AMD is chasing a total addressable market opportunity of $300 billion, almost four times what it viewed as its addressable market two year ago, and increasingly the company sees data center products as key to helping it make the most of that opportunity, according to comments made by AMD CEO Lisa Su at the firm’s recent analyst day.

“Part of our strategy has been to really strengthen our mix of revenue,” she said. “When you looked at AMD a few years ago, we were a very consumer-centric company. Most of our revenue was in PCs and gaming, which was good revenue, but we wanted to really change the mix. Data center was the place to lean in. We are… mid 20s [percent] In terms of being data center embedded, but we know that we can grow this much more… Our view is that we can be over 50% data center embedded with our roadmap and the product mix we can have.”

Much of that product mix is arriving via acquisitions, such as the recently completed Xilinx acquisition and its purchase of DPU specialist Pensando.

Su said AMD sees significant synergy to come with Xilinx “in AI, and that's a doubling-down increase of our investments in AI. [The synergy also will come from] bringing the product portfolios together with data center communications, automotive and embedded, and [synergy also comes from] really bringing sort of leadership solutions together as we think about what customers want going forward over the next couple of years.”

Talking more about why it is important to increase AMD’s investment in AI, she added, “It's really an explosion of AI. Everybody wants more capability, whether you're talking about training or inference, whether you're talking about data center or cloud or edge or endpoints. The models are getting more complicated, and you want better accuracy, you want more capability, which drives more compute.”
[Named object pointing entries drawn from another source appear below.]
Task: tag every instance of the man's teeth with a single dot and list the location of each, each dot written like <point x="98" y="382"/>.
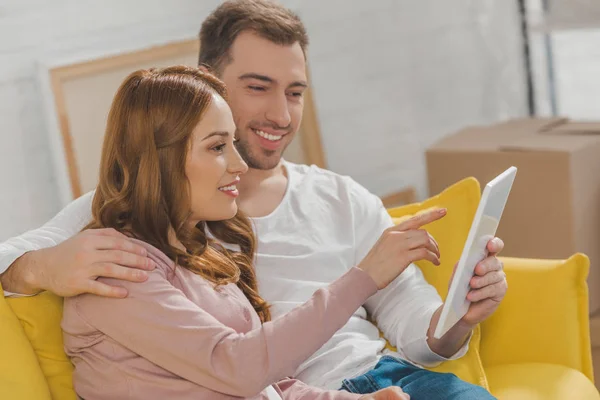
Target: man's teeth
<point x="228" y="188"/>
<point x="267" y="136"/>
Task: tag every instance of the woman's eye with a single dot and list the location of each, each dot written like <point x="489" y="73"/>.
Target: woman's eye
<point x="219" y="148"/>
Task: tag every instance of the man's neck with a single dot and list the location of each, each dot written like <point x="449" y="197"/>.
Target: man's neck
<point x="261" y="191"/>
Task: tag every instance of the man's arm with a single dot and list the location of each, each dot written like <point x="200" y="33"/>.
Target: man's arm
<point x="58" y="258"/>
<point x="407" y="311"/>
<point x="408" y="308"/>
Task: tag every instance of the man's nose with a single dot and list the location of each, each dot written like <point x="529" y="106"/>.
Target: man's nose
<point x="278" y="112"/>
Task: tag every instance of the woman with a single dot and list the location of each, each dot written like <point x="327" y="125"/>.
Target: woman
<point x="197" y="328"/>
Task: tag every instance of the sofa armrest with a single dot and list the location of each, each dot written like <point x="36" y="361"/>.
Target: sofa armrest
<point x="544" y="316"/>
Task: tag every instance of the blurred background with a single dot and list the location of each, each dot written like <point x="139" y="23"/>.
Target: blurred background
<point x="389" y="77"/>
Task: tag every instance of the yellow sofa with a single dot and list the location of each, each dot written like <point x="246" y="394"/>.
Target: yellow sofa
<point x="536" y="346"/>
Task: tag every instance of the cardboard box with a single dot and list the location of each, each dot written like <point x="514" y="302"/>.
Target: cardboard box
<point x="554" y="208"/>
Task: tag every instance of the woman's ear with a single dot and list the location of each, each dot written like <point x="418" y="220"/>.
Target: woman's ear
<point x="205" y="68"/>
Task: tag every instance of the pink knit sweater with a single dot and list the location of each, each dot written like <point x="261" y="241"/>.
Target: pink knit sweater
<point x="176" y="337"/>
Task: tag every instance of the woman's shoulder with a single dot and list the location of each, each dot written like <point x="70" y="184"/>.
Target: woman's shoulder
<point x="158" y="257"/>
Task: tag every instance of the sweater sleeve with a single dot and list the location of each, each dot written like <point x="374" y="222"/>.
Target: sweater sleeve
<point x="209" y="353"/>
<point x="68" y="222"/>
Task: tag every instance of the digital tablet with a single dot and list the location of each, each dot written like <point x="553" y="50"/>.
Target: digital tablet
<point x="483" y="229"/>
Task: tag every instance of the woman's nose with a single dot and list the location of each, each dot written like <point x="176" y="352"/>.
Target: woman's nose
<point x="237" y="165"/>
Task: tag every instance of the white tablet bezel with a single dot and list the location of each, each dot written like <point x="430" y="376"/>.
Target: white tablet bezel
<point x="491" y="207"/>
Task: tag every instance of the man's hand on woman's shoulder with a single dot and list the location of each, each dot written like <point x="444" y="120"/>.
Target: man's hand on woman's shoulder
<point x="72" y="267"/>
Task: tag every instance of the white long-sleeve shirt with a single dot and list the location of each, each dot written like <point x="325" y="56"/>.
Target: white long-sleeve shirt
<point x="325" y="225"/>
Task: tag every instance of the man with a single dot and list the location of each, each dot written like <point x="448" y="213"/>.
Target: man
<point x="312" y="226"/>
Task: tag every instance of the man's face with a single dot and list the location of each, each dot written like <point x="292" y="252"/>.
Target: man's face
<point x="266" y="83"/>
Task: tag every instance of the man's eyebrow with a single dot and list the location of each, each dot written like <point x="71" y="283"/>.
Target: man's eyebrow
<point x="259" y="77"/>
<point x="224" y="134"/>
<point x="298" y="84"/>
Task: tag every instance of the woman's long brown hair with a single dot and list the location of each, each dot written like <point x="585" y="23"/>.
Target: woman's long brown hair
<point x="143" y="190"/>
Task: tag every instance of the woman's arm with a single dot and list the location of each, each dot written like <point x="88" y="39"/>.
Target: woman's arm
<point x="160" y="324"/>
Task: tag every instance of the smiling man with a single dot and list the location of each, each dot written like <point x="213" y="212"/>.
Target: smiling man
<point x="312" y="226"/>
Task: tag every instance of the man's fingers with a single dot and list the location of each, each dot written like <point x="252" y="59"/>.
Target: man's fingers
<point x="495" y="246"/>
<point x="423" y="253"/>
<point x="422" y="219"/>
<point x="117" y="243"/>
<point x="127" y="259"/>
<point x="478" y="282"/>
<point x="110" y="270"/>
<point x="487" y="292"/>
<point x="488" y="265"/>
<point x="104" y="290"/>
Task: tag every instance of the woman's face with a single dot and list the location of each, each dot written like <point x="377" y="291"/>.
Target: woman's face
<point x="213" y="165"/>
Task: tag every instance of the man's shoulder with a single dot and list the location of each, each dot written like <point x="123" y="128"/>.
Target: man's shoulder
<point x="316" y="175"/>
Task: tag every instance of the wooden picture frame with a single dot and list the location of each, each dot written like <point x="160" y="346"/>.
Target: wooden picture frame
<point x="77" y="96"/>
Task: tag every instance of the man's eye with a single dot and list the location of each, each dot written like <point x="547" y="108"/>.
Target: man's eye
<point x="219" y="148"/>
<point x="257" y="88"/>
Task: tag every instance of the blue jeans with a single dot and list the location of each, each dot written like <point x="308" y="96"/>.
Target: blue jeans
<point x="419" y="383"/>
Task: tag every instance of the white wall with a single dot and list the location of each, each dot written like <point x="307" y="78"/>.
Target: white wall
<point x="566" y="58"/>
<point x="390" y="77"/>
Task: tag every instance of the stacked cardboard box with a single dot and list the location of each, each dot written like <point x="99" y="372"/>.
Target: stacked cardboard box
<point x="554" y="207"/>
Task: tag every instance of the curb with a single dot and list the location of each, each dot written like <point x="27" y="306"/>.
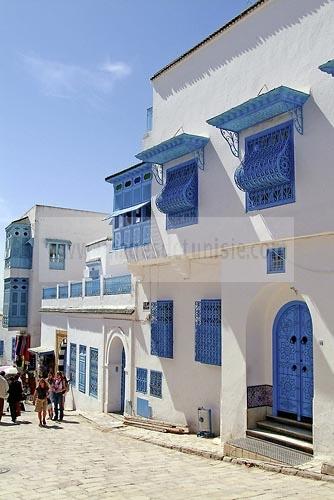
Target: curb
<point x="219" y="456"/>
Regarding Pensando, she said, “Pensando is exactly right where we want to be in terms of broadening our data center solutions capability. Our goal is to be the most strategic supplier to the largest data centers in the world. We have a great portfolio already with EPYC and Instinct and with Xilinx assets, but Pensando has real leadership technology on the DPU front, and what we see is that their solutions will now work hand in hand with the rest of our computing technologies, such that we are accelerating key aspects of networking, security storage, and we're also offloading from the CPU.”
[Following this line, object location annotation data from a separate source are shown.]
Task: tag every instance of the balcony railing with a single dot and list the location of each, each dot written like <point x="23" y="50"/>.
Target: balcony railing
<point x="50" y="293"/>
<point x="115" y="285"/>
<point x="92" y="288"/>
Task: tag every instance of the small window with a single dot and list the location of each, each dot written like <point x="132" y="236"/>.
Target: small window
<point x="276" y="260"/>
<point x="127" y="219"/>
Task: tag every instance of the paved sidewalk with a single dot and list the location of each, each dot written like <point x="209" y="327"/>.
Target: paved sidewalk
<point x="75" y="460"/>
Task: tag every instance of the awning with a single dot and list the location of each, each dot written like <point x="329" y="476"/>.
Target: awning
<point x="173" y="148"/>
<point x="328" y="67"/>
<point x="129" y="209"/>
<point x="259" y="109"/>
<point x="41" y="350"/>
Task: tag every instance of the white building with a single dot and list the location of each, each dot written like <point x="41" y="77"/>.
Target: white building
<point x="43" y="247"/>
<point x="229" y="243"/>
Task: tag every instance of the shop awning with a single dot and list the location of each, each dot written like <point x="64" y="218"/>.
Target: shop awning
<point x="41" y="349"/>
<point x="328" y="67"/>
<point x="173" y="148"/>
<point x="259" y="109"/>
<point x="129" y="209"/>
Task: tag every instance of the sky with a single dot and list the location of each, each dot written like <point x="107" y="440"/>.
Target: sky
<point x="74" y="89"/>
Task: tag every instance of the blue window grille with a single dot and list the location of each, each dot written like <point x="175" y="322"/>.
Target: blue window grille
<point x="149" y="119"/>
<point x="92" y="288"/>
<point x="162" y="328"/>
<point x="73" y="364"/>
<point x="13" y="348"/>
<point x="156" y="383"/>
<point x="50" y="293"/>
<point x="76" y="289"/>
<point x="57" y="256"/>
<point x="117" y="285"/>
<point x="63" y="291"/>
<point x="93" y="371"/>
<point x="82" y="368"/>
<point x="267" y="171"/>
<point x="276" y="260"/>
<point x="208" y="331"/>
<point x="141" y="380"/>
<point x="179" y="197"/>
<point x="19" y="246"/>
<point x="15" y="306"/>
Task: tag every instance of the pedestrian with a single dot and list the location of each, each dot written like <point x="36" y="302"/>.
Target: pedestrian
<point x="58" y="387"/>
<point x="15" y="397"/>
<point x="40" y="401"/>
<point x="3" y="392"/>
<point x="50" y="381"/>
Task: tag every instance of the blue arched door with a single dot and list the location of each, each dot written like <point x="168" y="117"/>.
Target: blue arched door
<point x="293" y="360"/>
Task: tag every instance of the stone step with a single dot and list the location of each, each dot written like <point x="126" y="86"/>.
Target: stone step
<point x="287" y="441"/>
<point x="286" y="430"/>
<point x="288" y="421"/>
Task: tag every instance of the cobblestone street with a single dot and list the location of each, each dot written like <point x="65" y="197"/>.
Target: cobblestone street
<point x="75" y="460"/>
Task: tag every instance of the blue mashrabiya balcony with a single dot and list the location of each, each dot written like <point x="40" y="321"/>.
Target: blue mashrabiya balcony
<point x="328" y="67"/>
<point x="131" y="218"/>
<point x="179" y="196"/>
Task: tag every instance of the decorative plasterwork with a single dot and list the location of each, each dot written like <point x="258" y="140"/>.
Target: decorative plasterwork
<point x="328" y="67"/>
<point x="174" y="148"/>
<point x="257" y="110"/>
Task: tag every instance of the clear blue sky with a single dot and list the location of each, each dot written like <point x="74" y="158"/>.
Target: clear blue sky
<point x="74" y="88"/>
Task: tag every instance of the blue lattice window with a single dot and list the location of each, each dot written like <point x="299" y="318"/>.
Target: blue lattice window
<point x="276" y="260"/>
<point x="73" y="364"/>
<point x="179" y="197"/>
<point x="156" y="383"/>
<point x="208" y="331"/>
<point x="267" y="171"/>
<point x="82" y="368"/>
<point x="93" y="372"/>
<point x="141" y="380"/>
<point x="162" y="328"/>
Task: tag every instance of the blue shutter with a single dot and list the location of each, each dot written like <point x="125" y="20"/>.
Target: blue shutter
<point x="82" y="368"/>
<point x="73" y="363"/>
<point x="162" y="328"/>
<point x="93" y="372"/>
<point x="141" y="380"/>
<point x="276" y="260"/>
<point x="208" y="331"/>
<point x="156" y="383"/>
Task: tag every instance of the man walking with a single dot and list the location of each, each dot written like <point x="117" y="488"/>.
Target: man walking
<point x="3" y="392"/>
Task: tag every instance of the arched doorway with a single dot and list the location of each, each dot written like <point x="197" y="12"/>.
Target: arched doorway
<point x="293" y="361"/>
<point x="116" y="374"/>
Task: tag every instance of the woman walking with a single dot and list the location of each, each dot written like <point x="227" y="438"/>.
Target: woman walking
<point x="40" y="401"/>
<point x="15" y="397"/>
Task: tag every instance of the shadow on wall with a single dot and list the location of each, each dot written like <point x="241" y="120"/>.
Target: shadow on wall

Su and other AMD executives announced ramped up product roadmaps on a number of fronts, but to stick with the data center theme, the company has plans for new EPYC processors and more over the next year:

  • 4th Gen AMD EPYC processors powered by “Zen 4” and “Zen 4c” cores.

    • “Genoa” powered by “Zen 4”: On track to launch in Q4 2022 as the highest performance general purpose server processor available, with the top-of-stack product delivering greater than 75% faster enterprise Java performance compared to top-of-stack 3rd Gen EPYC processors.

    • “Bergamo” powered by “Zen 4c”: Expected to be the highest performance server processors for cloud native computing, offering more than double the container density of 3rd Gen EPYC processors at their launch planned for the first half of 2023.

    • “Genoa-X” powered by “Zen 4”: An optimized version of 4th Gen EPYC processors with AMD 3D V-Cache technology to enable leadership performance in relational database and technical computing workloads.

    • "Siena” powered by “Zen 4”: The first AMD EPYC processor optimized for intelligent edge and communications deployments that require higher compute densities in a cost and power optimized platform.

AMD also is planning to roll out new Instinct MI300 accelerator processing units (APU), which AMD claimed will be the world’s first data center APUs, and which is expected to deliver a greater than 8x increase in AI training performance compared to the AMD Instinct MI200 accelerator. MI300 accelerators combine AMD CDNA 3 GPU, “Zen 4” CPU, cache memory, and HBM chiplets that are designed to provide higher memory bandwidth and better application latency for AI training and HPC workloads.